Forty-six percent, to be precise.

This year’s bull’s-eye stocks are the so-called FAANGs — Facebook, Amazon, Apple, Netflix and Google.

Rounding out the top 10 are Visa… Philip Morris… Oracle… Home Depot… and Broadcom.

Most other stocks are zeroes — or worse.

But the winners shine so brightly they blind.

David Stockman in yesterday’s reckoning:

“During the last 70 days, the FAANGs have gained $260 billion in value, while the other 495 companies in the S&P 500 have lost an identical amount… Other than the five FAANG stocks, the market has been silently collapsing since March 1.”

Meanwhile, recent data from Fundstrat Global Advisors reveal that just 40 stocks out of 500 — 8%, that is — account for some 85% of the S&P’s gains this year.
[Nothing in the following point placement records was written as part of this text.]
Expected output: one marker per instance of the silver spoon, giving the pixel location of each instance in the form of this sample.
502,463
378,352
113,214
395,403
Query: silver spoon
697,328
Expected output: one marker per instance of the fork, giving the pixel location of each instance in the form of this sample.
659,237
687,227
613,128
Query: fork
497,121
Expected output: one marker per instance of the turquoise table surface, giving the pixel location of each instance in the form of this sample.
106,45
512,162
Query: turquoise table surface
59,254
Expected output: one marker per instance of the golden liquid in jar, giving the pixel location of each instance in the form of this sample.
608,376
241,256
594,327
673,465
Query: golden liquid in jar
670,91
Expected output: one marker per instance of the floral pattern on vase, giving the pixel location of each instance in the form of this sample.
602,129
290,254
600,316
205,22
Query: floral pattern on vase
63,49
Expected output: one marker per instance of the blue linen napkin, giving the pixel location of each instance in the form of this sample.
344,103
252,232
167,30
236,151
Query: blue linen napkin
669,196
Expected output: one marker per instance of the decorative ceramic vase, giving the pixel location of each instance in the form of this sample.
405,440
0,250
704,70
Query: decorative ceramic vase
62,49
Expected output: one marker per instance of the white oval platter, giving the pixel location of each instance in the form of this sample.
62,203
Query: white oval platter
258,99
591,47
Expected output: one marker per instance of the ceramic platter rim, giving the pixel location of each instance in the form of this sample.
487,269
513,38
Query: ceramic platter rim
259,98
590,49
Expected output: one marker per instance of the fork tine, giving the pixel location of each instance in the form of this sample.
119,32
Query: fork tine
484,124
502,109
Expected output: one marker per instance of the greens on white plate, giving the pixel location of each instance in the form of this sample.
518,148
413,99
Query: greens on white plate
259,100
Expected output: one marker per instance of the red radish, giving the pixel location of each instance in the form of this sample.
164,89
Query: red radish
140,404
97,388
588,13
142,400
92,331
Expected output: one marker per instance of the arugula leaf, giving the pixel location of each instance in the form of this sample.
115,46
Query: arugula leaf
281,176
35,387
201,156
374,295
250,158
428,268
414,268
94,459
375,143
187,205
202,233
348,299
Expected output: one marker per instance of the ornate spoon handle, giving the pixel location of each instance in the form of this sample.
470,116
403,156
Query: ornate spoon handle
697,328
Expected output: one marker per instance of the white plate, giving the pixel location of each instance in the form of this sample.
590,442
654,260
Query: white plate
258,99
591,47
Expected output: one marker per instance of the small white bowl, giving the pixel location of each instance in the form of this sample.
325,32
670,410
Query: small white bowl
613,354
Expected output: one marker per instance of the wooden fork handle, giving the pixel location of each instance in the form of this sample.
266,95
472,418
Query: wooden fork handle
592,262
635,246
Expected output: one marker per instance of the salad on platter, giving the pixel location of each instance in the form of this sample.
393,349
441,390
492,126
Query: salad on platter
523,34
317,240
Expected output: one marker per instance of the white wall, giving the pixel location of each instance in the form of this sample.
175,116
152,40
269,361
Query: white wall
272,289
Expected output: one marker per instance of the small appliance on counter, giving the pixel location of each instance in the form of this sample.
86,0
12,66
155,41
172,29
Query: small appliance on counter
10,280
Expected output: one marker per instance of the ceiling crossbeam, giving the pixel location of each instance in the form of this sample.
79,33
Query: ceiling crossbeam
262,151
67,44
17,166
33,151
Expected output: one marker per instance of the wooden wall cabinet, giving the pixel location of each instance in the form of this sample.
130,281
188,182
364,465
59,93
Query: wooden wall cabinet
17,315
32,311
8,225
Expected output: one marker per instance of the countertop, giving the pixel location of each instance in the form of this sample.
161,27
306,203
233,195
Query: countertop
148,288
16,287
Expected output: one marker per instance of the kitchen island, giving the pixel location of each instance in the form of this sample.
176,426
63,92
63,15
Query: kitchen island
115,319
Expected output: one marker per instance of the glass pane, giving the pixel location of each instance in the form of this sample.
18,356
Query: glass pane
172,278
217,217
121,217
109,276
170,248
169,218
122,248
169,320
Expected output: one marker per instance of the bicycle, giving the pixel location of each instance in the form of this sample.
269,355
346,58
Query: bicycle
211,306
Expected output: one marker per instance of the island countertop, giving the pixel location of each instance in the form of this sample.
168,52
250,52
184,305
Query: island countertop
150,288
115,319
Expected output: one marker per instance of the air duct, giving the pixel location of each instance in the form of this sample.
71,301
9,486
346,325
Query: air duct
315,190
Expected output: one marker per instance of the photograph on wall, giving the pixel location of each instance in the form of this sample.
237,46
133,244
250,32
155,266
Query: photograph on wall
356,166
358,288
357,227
If you’ve had a tough time reconciling your own portfolio with the constant yak about record markets… you just might have your answer.

You picked the wrong darts.

Earlier we suggested the word “scary” to describe the foregoing.

But why?

Just throw in your lot with the FAANGs and maybe a handful of others. Then lie back on your oars. Let the rising tide lift your boat.

Ah, yes. But what happens when the tide rolls back out?

If just a handful of stocks drive the market higher, they can also drive it in the other direction.

Down.

And fast…

We recently reckoned about a creature called “risk parity.”

“Risk parity,” we wrote, “attempts to distribute risk across several asset classes by allocating more money to lower-volatility investments and less money to higher-volatility securities.”

Normally that might involve a bias for bonds over stocks — bonds generally offer less risk.

But stock market volatility has been so low lately, many stocks seem as sure as a three-month Treasury.

The FAANGs, for example.

So these risk parity funds have abandoned the tranquility of bonds for the easy waters of stocks.

It’s a type of “passive investing.” Passive, because it goes with the tide.

But when the tide recedes… it recedes.